The potential of hedge funds to deliver strong returns in all markets
because they can sell stocks short and use borrowed money has appealed
to wealthy investors for years. With the help of people like Mr.
Heberle's clients—families that are worth more than $100 million—hedge
fund industry assets doubled to $2 trillion between 2005 and 2008. Last
year, though, the average hedge fund lost 19%, and investors pulled out
a record $148.4 billion in December alone. That performance shrank the
industry to about $1 trillion, according to data from BarclayHedge.
Even though industry experts are quick to note that hedge funds fared
better than the broader Standard & Poor's 500 index which lost 37%,
Mr.
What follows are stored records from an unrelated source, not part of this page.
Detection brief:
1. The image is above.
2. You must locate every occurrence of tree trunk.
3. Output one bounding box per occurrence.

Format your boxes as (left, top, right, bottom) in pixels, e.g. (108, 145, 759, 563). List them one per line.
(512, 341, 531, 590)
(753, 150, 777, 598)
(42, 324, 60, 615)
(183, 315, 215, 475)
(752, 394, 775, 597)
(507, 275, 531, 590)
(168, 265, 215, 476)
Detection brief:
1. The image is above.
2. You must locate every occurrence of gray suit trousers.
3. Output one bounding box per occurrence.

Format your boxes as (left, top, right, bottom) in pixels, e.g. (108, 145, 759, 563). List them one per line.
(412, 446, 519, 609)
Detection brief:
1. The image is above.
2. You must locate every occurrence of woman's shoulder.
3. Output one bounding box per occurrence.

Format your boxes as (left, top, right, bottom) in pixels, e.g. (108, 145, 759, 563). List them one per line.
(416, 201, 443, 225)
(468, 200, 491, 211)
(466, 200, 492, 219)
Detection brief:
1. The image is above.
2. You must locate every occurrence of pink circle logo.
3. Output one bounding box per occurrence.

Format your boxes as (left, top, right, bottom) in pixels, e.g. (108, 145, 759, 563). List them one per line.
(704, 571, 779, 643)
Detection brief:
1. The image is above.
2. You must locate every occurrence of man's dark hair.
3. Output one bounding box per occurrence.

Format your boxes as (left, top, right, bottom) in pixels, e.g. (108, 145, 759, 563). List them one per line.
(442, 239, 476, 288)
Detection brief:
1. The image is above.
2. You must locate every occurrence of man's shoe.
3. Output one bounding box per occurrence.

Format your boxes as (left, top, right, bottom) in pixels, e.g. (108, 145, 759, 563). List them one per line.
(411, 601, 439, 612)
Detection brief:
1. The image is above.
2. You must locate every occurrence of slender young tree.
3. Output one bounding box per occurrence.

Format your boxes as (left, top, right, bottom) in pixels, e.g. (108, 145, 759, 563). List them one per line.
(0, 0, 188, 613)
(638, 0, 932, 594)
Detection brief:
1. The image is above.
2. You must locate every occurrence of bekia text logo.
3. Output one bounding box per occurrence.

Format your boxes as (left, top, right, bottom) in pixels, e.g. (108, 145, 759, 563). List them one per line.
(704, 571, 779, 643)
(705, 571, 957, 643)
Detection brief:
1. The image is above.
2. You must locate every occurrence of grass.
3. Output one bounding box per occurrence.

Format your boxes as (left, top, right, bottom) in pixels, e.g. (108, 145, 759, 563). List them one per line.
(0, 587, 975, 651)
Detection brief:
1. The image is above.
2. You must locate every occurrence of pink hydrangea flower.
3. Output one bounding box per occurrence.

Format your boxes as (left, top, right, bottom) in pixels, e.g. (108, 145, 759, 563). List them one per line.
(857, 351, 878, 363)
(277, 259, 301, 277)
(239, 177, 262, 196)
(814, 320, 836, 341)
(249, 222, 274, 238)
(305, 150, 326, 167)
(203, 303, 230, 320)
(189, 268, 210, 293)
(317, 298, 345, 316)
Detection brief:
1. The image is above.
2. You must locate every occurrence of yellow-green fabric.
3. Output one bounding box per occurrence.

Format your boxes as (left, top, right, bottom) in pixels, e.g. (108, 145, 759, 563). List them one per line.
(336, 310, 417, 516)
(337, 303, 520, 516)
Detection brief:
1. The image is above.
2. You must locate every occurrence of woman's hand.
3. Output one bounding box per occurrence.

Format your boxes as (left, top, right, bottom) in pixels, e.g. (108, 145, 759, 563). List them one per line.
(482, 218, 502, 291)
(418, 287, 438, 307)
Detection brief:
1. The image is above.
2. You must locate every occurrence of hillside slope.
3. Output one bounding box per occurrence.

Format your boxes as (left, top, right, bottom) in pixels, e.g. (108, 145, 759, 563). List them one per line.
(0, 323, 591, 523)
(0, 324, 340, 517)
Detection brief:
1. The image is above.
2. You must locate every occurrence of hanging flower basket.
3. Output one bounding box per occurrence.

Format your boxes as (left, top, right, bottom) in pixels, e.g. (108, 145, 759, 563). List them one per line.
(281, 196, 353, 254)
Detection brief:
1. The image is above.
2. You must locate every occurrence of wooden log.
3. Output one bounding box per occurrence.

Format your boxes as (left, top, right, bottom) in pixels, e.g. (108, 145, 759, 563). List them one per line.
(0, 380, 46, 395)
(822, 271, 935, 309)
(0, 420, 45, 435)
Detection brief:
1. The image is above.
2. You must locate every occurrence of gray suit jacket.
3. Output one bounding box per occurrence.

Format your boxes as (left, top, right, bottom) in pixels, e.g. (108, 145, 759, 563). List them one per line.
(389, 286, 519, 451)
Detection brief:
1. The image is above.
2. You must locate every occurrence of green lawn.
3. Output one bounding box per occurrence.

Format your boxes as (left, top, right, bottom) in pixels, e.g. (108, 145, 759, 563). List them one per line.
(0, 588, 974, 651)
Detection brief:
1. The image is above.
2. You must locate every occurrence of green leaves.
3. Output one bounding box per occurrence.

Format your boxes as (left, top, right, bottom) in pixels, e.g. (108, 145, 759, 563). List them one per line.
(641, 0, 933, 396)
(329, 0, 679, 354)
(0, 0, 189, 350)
Heberle said in a telephone interview, "people are leery now. There
was a move away from high-risk assets like hedge funds to less-risky
assets last year and we are still seeing that."
A recent study from the Spectrem Group shows that American
millionaires watched their assets shrink by 30% during the economic
crisis and only 36% said they were pleased with their financial
advisers' performance.
Secretive
Hedge funds may have an especially tough time bringing wealthy
individual investors back because hedge funds tend to be secretive and
lock up investors' money for years. Late last year dozens of hedge
funds, including industry powerhouses Citadel Investment Group and
Tudor Investment Group, suspended investor redemptions, adding insult
to injury for many millionaires who had already lost a bundle.
"Hedge funds are viewed as being less liquid and transparent, and that
combined with the market downturn has caused a lot of people to say 'I
need to be and want to be more liquid,'" Mr. Heberle explained.
Still Mr. Heberle, who has seen his group's revenue jump 20% in 2008
from 2007 as clients flocked to BNY Mellon from other large investment
advisers as these merged, cautioned clients against being too careful
for too long.
Mr. Heberle said market downturns and industry shakeouts provide an
opportune time to get back in. Hundreds of hedge funds have shut down
in the last months, leaving what industry experts call the more durable
and profitable players intact.
"Somewhere here the markets will bottom and that will create lots of
opportunities," Mr. Heberle said. He said he expects his wealthy
investors to regain their appetite for hedge funds only gradually,
saying people will be slower to commit and slower to build portfolios.
"The money will come back in over time, but I don't expect it will be a massive wave here at the front of end of this year."